Securing electronic voting is a hard problem. And Diebold has showed they are not trustworthy. There are tough real problems here. Don't need to be diverted with unrealistic, impractical, and unnecessary expectations.
(Score: 2) by DannyB on Thursday November 15 2018, @02:49PM
The public has a right to know and inspect how the insecure the voting process is.
The anti vax hysteria didn't stop, it just died down.
(Score: 1) by khallow on Thursday November 15 2018, @03:17PM
You're thinking of it from the rural point of view where misusing a voting machine means merely that one damages one's own property. A terrorist could turn one of these into a significant weapon by dropping it out a window from a ten story window onto a busy traffic area. Just like any other heavy object, it should be banned from high rises, bridges, balconies, and anywhere else that terrorists can drop such objects onto unsuspecting victims.
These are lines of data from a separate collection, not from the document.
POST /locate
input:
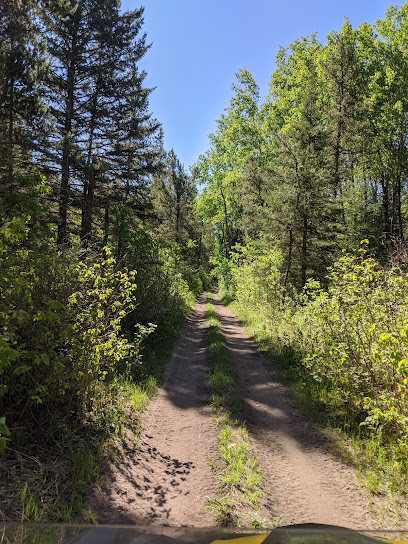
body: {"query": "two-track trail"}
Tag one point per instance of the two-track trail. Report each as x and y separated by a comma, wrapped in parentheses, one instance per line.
(167, 479)
(304, 481)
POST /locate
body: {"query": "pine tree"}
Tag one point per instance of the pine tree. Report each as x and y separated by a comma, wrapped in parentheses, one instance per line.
(22, 112)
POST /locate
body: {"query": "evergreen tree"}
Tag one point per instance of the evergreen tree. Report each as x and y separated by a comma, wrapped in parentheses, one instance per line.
(22, 111)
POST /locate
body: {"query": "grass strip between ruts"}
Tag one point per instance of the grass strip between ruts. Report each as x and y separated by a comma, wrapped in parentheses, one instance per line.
(239, 472)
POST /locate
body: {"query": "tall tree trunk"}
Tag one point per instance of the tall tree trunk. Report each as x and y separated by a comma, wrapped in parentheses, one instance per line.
(11, 137)
(304, 251)
(227, 233)
(385, 205)
(106, 227)
(62, 238)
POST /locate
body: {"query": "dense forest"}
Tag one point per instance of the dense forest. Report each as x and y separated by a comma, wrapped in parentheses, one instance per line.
(297, 211)
(306, 193)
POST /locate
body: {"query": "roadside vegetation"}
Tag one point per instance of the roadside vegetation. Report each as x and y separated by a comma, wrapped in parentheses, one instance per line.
(239, 474)
(343, 350)
(292, 184)
(101, 256)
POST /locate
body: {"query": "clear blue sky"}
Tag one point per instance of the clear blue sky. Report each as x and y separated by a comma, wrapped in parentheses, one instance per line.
(198, 46)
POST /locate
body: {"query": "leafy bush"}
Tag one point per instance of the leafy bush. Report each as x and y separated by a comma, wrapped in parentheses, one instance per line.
(355, 339)
(60, 321)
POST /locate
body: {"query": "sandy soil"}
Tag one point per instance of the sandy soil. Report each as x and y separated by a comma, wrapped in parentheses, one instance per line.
(304, 481)
(167, 479)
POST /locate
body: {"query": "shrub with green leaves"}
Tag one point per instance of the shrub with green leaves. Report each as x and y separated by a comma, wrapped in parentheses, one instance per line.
(355, 340)
(60, 326)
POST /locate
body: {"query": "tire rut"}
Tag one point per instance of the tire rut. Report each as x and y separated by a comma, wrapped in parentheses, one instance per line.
(303, 480)
(166, 480)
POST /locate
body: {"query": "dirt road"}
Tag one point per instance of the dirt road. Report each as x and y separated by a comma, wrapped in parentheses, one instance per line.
(167, 479)
(305, 482)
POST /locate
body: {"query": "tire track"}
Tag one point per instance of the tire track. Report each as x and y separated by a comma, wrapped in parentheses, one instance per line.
(304, 481)
(166, 480)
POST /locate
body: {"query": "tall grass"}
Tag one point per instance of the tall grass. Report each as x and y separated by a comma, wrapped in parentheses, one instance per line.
(239, 475)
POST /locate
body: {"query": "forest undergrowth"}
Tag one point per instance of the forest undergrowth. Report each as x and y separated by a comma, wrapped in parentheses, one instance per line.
(343, 351)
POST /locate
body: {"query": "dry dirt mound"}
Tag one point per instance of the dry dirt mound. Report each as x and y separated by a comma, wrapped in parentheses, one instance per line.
(304, 481)
(167, 478)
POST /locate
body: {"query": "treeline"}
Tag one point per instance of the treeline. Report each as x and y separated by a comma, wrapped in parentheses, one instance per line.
(321, 164)
(292, 186)
(98, 240)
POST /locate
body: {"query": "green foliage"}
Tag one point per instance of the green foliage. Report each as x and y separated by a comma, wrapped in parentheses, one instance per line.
(61, 329)
(240, 475)
(257, 277)
(355, 339)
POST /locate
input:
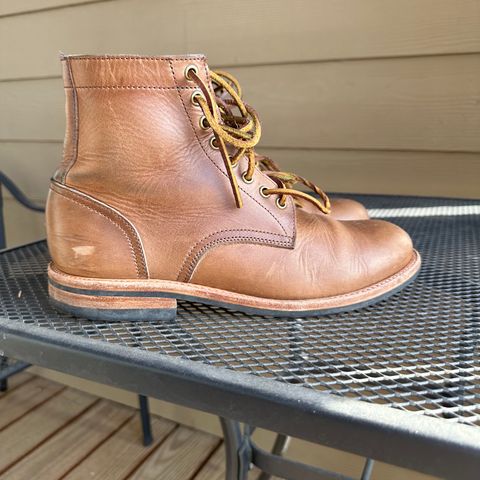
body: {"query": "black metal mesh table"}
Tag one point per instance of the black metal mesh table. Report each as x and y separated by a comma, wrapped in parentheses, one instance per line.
(417, 351)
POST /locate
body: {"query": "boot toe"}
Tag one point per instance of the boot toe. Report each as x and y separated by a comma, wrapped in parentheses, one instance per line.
(345, 209)
(384, 249)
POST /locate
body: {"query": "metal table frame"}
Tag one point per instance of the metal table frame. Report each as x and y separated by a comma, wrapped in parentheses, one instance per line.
(7, 370)
(418, 442)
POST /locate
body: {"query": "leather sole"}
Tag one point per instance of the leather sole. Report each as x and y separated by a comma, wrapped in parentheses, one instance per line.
(152, 300)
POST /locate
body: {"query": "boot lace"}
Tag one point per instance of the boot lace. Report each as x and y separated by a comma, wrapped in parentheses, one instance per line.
(236, 124)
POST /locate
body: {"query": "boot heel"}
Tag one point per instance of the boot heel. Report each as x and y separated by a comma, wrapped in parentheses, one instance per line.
(108, 301)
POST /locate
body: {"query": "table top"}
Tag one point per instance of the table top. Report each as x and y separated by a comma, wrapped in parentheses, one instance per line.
(416, 351)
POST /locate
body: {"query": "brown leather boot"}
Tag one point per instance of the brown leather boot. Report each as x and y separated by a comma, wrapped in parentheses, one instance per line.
(341, 208)
(158, 199)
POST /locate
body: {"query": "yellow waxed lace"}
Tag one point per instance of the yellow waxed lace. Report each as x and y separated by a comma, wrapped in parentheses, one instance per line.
(243, 132)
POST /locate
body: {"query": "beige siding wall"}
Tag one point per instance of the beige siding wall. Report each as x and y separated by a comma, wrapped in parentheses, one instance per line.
(375, 96)
(378, 96)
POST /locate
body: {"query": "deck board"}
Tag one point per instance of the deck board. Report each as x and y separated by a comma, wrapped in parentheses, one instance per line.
(72, 444)
(179, 457)
(52, 432)
(30, 431)
(122, 453)
(25, 398)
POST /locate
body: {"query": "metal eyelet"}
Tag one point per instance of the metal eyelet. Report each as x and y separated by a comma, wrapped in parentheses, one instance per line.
(188, 70)
(262, 191)
(204, 125)
(245, 179)
(214, 143)
(195, 94)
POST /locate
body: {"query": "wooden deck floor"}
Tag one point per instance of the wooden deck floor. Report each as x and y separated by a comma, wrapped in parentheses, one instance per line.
(49, 431)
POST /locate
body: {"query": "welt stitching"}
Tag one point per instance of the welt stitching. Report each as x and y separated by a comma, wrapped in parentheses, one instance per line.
(208, 156)
(108, 58)
(81, 203)
(203, 239)
(233, 239)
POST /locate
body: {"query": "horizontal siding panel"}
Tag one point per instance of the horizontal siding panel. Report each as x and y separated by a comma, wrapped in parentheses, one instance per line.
(403, 173)
(235, 33)
(15, 7)
(22, 225)
(398, 173)
(30, 165)
(390, 104)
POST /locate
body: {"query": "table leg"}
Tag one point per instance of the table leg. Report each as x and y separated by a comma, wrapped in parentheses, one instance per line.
(145, 419)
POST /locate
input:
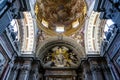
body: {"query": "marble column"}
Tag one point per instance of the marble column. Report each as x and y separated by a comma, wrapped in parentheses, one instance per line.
(35, 75)
(25, 70)
(14, 72)
(86, 70)
(106, 71)
(96, 70)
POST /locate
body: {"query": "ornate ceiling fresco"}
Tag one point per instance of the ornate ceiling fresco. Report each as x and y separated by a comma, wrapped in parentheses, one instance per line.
(60, 56)
(60, 16)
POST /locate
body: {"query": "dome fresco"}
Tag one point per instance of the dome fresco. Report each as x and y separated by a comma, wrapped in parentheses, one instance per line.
(59, 16)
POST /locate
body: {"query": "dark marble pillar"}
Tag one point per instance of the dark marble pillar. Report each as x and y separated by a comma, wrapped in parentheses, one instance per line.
(14, 72)
(96, 70)
(106, 71)
(86, 70)
(24, 71)
(34, 74)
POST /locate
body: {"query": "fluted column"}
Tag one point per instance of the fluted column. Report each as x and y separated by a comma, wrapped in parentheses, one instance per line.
(96, 70)
(25, 69)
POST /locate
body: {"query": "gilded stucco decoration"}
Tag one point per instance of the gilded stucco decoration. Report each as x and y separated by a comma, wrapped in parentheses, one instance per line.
(60, 56)
(68, 15)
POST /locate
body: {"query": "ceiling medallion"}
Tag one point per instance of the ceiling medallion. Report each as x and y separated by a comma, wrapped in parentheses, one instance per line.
(60, 16)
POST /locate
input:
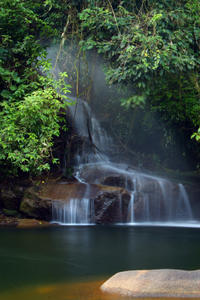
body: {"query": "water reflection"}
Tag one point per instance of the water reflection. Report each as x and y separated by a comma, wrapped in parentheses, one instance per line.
(70, 254)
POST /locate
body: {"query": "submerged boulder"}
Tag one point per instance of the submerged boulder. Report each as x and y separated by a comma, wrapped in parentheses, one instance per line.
(155, 284)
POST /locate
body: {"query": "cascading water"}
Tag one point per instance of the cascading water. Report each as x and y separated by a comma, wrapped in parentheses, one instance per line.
(152, 199)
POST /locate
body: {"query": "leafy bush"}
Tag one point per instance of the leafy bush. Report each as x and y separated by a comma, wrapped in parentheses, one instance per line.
(28, 128)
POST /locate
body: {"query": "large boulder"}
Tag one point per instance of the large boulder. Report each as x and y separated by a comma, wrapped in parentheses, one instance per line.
(155, 284)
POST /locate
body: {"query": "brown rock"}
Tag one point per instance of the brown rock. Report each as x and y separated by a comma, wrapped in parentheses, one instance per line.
(155, 283)
(30, 223)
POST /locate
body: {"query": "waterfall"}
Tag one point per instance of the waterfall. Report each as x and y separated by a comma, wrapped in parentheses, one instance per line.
(152, 199)
(76, 211)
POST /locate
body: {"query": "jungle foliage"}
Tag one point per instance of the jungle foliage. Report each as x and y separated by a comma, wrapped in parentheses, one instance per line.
(30, 104)
(150, 47)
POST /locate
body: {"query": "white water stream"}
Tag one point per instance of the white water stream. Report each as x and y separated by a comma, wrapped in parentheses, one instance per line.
(154, 200)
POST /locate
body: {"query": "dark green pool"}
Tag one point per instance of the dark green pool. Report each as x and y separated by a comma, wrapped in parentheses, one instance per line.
(63, 254)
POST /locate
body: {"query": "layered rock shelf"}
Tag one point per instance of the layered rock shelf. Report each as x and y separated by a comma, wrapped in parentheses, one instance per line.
(155, 284)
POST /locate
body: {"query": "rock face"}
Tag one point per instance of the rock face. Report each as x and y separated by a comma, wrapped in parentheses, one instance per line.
(34, 206)
(155, 283)
(110, 203)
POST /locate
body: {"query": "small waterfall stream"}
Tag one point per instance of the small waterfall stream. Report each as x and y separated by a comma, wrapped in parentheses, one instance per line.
(152, 199)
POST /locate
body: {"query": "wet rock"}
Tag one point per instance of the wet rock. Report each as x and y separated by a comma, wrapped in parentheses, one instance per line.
(10, 197)
(155, 283)
(118, 180)
(34, 206)
(31, 223)
(110, 203)
(111, 206)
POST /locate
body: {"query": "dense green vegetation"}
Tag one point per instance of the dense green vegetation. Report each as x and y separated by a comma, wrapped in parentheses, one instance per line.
(30, 111)
(151, 48)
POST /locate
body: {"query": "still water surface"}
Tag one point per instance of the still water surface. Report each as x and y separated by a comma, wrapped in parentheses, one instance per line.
(62, 258)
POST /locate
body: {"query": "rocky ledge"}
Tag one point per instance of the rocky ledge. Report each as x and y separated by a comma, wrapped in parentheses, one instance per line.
(155, 284)
(6, 221)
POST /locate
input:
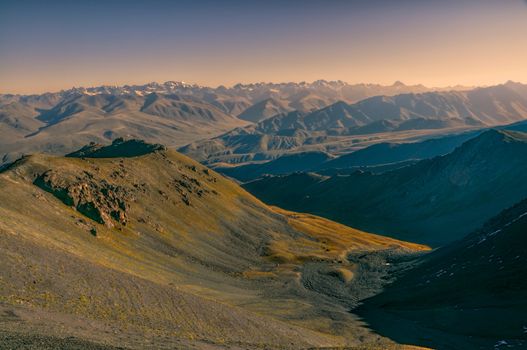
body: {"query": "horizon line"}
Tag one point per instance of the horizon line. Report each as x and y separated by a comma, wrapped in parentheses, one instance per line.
(230, 86)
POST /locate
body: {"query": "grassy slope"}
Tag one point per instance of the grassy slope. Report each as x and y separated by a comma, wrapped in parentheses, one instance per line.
(221, 270)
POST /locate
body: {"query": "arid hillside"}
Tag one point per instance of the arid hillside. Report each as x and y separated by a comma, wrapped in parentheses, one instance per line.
(157, 251)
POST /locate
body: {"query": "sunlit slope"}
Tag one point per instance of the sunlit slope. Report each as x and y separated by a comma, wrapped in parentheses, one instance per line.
(435, 201)
(157, 250)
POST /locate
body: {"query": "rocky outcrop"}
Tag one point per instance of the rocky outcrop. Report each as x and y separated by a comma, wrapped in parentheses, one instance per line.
(97, 199)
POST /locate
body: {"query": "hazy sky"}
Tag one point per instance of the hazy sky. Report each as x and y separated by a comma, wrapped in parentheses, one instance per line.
(49, 45)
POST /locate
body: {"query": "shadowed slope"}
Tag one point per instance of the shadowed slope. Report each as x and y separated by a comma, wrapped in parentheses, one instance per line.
(434, 201)
(470, 294)
(159, 251)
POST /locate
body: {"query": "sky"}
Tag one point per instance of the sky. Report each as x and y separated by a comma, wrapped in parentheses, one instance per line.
(56, 44)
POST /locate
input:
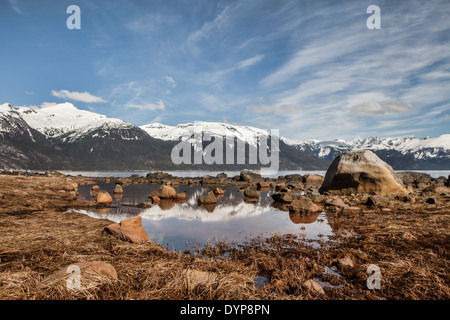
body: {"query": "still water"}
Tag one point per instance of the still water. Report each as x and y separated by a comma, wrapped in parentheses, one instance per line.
(124, 174)
(181, 226)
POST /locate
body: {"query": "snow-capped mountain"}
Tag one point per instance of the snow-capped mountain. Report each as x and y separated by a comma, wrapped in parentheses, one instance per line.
(401, 153)
(65, 121)
(180, 132)
(62, 136)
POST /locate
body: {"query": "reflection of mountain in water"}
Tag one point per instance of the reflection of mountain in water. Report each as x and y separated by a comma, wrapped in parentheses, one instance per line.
(174, 224)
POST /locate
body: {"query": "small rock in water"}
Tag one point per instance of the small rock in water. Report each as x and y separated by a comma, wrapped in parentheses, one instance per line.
(103, 197)
(209, 198)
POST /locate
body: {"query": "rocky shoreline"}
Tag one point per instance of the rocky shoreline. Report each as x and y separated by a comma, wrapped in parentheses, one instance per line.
(405, 234)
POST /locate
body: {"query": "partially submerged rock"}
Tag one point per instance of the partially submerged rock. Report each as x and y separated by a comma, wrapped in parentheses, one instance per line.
(360, 172)
(103, 197)
(164, 192)
(249, 193)
(250, 176)
(208, 198)
(129, 230)
(118, 189)
(303, 205)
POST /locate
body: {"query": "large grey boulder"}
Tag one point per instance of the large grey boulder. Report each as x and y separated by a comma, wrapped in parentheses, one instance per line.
(357, 172)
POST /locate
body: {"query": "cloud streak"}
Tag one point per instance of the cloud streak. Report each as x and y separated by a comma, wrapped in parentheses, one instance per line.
(77, 96)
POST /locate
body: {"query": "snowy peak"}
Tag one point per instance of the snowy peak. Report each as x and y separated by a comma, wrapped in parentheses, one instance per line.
(12, 124)
(185, 131)
(426, 148)
(58, 119)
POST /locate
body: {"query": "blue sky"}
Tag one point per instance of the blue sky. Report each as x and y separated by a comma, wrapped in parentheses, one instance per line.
(311, 69)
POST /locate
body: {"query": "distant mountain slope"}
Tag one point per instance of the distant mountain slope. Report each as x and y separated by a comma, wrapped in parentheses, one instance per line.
(401, 153)
(61, 136)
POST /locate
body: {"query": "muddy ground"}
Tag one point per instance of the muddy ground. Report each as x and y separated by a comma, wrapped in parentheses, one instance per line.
(407, 240)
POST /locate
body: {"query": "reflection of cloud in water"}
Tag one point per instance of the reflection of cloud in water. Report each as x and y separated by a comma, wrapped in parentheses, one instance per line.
(220, 213)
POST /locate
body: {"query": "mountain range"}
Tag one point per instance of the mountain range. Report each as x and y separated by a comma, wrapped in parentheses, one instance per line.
(63, 137)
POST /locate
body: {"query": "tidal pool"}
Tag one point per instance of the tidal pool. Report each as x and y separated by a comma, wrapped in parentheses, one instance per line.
(184, 225)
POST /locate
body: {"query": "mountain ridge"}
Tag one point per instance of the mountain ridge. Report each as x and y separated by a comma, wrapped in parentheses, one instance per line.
(82, 140)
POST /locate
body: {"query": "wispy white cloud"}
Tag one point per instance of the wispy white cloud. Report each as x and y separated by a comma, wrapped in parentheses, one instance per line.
(77, 96)
(148, 106)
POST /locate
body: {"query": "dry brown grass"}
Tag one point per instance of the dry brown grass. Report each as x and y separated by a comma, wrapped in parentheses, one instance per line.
(409, 246)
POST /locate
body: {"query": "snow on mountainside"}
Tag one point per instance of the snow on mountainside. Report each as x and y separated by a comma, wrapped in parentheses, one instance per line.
(63, 118)
(426, 148)
(186, 131)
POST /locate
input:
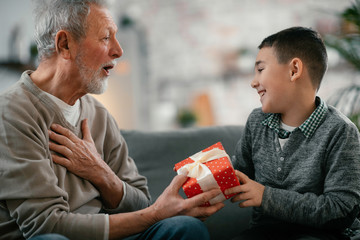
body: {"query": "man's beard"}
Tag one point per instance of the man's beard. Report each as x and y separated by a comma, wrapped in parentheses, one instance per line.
(96, 84)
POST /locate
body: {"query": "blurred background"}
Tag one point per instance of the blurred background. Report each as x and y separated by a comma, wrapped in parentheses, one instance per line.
(190, 63)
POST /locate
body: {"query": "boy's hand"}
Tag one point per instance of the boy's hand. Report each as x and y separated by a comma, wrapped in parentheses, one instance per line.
(250, 192)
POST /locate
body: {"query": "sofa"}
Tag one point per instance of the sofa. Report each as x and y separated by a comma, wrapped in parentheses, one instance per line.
(155, 154)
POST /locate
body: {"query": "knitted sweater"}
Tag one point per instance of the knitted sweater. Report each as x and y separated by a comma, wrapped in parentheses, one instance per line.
(39, 196)
(313, 180)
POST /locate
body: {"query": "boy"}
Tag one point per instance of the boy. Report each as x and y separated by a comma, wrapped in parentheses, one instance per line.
(299, 158)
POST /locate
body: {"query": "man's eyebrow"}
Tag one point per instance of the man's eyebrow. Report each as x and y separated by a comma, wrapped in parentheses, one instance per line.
(258, 63)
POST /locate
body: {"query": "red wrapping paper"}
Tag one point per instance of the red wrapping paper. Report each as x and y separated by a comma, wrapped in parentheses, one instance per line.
(222, 171)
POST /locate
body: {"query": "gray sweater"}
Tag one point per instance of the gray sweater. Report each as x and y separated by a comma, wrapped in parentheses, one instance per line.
(312, 181)
(39, 196)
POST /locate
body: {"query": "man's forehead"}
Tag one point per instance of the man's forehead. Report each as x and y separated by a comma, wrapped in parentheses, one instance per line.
(100, 18)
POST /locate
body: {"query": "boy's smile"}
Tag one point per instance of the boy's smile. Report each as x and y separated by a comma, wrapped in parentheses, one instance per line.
(271, 81)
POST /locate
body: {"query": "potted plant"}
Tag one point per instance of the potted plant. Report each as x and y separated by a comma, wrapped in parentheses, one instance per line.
(347, 44)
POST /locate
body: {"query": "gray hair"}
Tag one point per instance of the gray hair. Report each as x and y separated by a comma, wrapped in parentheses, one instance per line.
(52, 16)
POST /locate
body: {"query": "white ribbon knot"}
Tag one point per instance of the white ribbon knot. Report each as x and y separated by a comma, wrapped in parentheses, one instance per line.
(198, 169)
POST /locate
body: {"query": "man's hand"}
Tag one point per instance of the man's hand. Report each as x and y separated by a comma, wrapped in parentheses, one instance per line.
(80, 157)
(250, 192)
(170, 203)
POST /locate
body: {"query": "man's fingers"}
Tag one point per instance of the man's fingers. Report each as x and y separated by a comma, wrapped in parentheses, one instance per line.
(232, 190)
(60, 160)
(64, 131)
(60, 149)
(177, 182)
(241, 176)
(204, 197)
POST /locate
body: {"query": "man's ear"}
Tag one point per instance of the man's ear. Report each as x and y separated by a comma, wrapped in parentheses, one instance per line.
(62, 41)
(296, 69)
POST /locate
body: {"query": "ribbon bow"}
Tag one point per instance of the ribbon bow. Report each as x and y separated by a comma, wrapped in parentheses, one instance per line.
(198, 169)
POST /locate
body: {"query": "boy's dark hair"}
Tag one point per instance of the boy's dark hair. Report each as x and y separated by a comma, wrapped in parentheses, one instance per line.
(303, 43)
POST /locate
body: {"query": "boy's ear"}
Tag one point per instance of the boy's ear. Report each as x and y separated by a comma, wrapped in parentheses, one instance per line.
(62, 42)
(296, 69)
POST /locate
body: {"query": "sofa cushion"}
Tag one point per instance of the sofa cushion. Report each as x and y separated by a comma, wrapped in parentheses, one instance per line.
(156, 153)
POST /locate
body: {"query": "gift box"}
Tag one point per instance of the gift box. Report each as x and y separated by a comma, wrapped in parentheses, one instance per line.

(Score: 0) by Anonymous Coward on Thursday November 15 2018, @05:58PM
So why not open source all the code?
(Score: 2) by Runaway1956 on Friday November 16 2018, @03:09AM
Yet, we hear this routinely from OS vendors (closed source), automakers, aviation, and more. We even see it outside of computing/electronics fields. "No consumer serviceable parts inside." We are accustomed to seeing and hearing the warnings.
https://en.wikipedia.org/wiki/Blinkenlights [wikipedia.org]
Abortion is the number one killed of children in the United States.